Central Arkansas transit agency to hear from exec search firm

Rock Region plans selection by April

Rock Region Metro plans to have a replacement for its departed executive director identified by April, officials for the transit agency said Tuesday.

Senior officials and board members for the Pulaski County transit agency are scheduled to hold their first meeting Dec. 13 with executives of the search firm retained to find a replacement for Jarod Varner.

The search firm is Waters & Company Executive Recruitment of St. Paul, Minn., a subsidiary of Springsted Inc., also based in St. Paul but with offices in seven other states. Waters & Co. is working under a $27,500 contract.

"We're confident the Springsted team will engage in a robust recruitment and assessment process to find the right person who will continue building on the authority's achievements," Bentley Wallace, chairman of Rock Region board's personnel committee, said in a prepared statement.

The search got off to a slow start after five proposals received in October in response to a request for proposals from Rock Region didn't meet requirements. The project was rebid, and three proposals for that request qualified.

Waters & Co. received a notice to proceed earlier this month.

The Dec. 13 meeting will "trigger them getting the information they need from this group, and they'll be able to start the process and go and start to advertise and attract and do whatever they do as an executive search firm," Wallace said Tuesday after the transit agency board's monthly meeting.

He said the existing senior staff led by acting executive director Wanda Crawford, who said she won't apply for the vacancy, are well positioned to continue projects begun under Varner's watch.

They include work related to grants and construction as well as two planning studies:

• A $175,000 transit-oriented development study to look at private development in the transit agency's main hub, the River Cities Travel Center at Capitol Avenue and Cumberland Street in Little Rock.

• A $100,000 streetcar strategic planning study.

More ambitious initiatives will have to wait for a new executive director, Wallace said.

"There may be projects in the future that we hope a new executive director might take on -- expansion of the system, another at dedicated local funding, those sorts of things," he said. "We won't jump back into those conversations until a new person is in place. It just makes sense to wait until we have that person."

Varner, who was hired in 2013, resigned in August to become a regional vice president of First Transit of Cincinnati, which contracts primarily with municipalities to run their transit systems. He drew an annual salary of $140,000 at Rock Region.

Under Varner, Rock Region, formerly known as Central Arkansas Transit, adopted its new name, began the transition to a bus fleet powered by compressed natural gas rather than diesel, launched a new website and real-time arrival information system, made free Wi-Fi service available on its buses and streetcars, created a strategic planning committee and began a program to expand and improve its network of bus-stop shelters.

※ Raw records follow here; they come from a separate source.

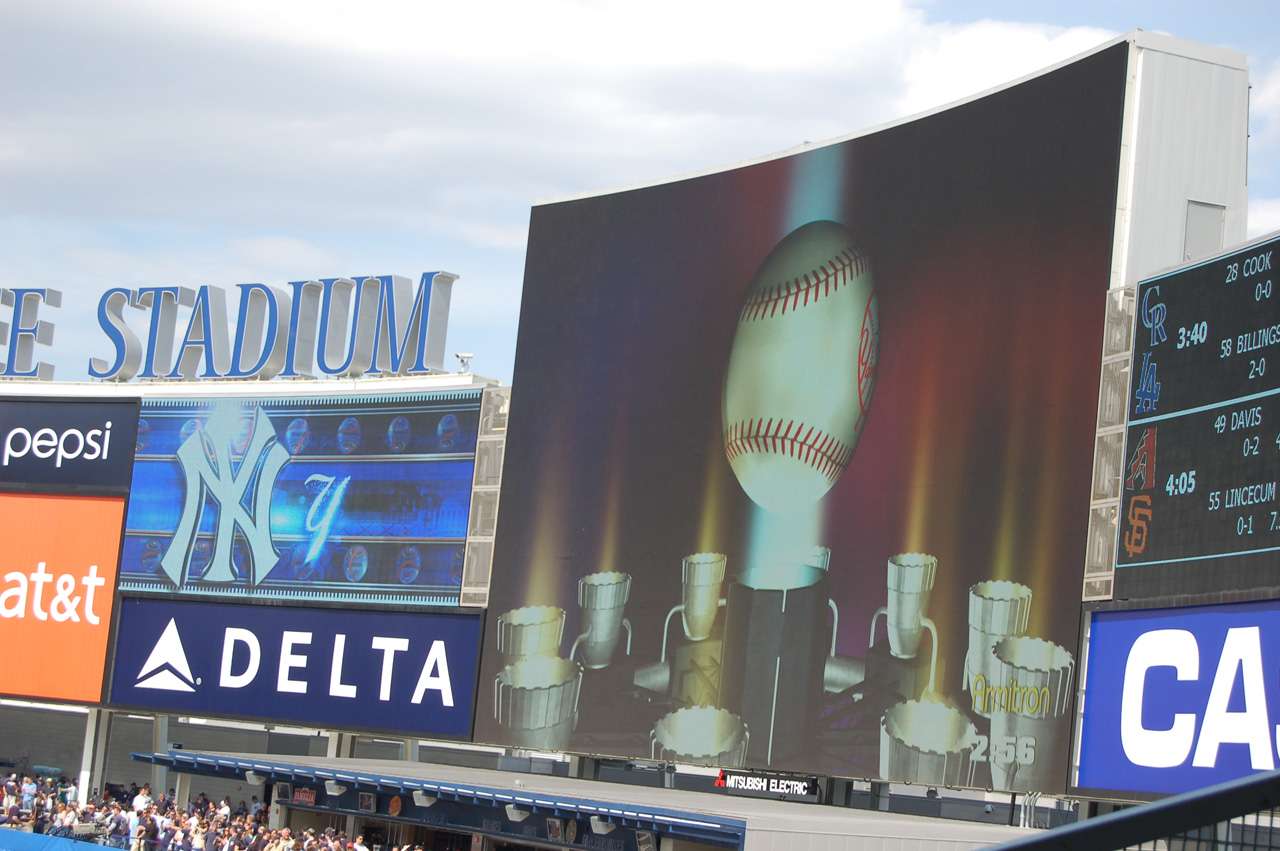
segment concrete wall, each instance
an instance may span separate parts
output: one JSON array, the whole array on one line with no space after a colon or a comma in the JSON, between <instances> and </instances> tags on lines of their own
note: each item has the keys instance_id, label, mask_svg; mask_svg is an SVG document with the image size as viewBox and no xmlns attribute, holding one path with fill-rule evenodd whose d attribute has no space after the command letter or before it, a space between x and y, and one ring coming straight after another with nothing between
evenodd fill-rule
<instances>
[{"instance_id":1,"label":"concrete wall","mask_svg":"<svg viewBox=\"0 0 1280 851\"><path fill-rule=\"evenodd\" d=\"M62 769L62 773L69 777L75 776L80 771L86 717L83 710L56 711L0 706L0 758L16 759L26 750L29 753L28 768L52 765ZM107 746L107 782L125 786L150 782L151 766L145 762L135 762L129 754L134 751L149 753L152 749L151 732L150 718L117 714L112 719L111 737ZM176 719L169 723L169 741L180 742L183 749L192 751L307 756L324 756L326 744L321 736L180 723ZM387 752L387 747L381 743L367 744L371 752L362 755L377 758ZM175 786L175 779L170 777L168 785ZM210 798L228 796L233 807L241 799L250 800L252 795L262 798L262 787L214 778L195 778L191 793L194 796L200 792L205 792Z\"/></svg>"}]
</instances>

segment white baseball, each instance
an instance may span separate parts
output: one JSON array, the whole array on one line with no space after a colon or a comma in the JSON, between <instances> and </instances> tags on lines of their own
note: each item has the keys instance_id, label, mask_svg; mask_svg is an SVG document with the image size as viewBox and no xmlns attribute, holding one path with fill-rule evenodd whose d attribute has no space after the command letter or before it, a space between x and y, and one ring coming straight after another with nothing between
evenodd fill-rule
<instances>
[{"instance_id":1,"label":"white baseball","mask_svg":"<svg viewBox=\"0 0 1280 851\"><path fill-rule=\"evenodd\" d=\"M871 269L847 228L810 222L769 252L742 299L722 406L725 455L757 505L812 505L848 467L879 343Z\"/></svg>"}]
</instances>

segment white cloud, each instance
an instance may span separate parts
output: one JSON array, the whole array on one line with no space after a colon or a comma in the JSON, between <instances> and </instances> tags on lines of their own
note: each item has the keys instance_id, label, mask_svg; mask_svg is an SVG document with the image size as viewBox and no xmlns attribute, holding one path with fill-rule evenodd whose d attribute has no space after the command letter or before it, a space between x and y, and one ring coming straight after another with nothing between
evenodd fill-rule
<instances>
[{"instance_id":1,"label":"white cloud","mask_svg":"<svg viewBox=\"0 0 1280 851\"><path fill-rule=\"evenodd\" d=\"M1112 35L907 0L0 4L0 272L96 294L446 268L455 332L509 350L536 199L873 127Z\"/></svg>"},{"instance_id":2,"label":"white cloud","mask_svg":"<svg viewBox=\"0 0 1280 851\"><path fill-rule=\"evenodd\" d=\"M1118 35L1095 27L1008 21L921 26L902 68L897 102L913 114L1002 85Z\"/></svg>"},{"instance_id":3,"label":"white cloud","mask_svg":"<svg viewBox=\"0 0 1280 851\"><path fill-rule=\"evenodd\" d=\"M1249 202L1249 239L1280 231L1280 198Z\"/></svg>"},{"instance_id":4,"label":"white cloud","mask_svg":"<svg viewBox=\"0 0 1280 851\"><path fill-rule=\"evenodd\" d=\"M306 240L287 236L255 236L227 243L227 257L247 268L280 278L319 278L333 274L338 258ZM247 282L241 282L247 283Z\"/></svg>"}]
</instances>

Notably, the campaign to create a dedicated tax devoted to transit -- a one-fourth percentage point increase in the county sales tax -- was rejected by voters in 2016.

Had the tax passed, the agency would have expanded regular bus service and put in limited bus rapid transit routes on high-traffic corridors in Little Rock.

Bus rapid transit features larger buses with platform stops that foster development and has some portion of the roadway dedicated to the buses.

The agency draws most of its operating funds from its city and county partners, which Varner has said limits what Rock Region can do to improve service.

Of its $18 million operating budget for 2018, about $13.3 million comes from the cities of Little Rock, North Little Rock, Sherwood and Maumelle and from Pulaski County. Of that total, Little Rock contributes the largest amount, or $9.2 million.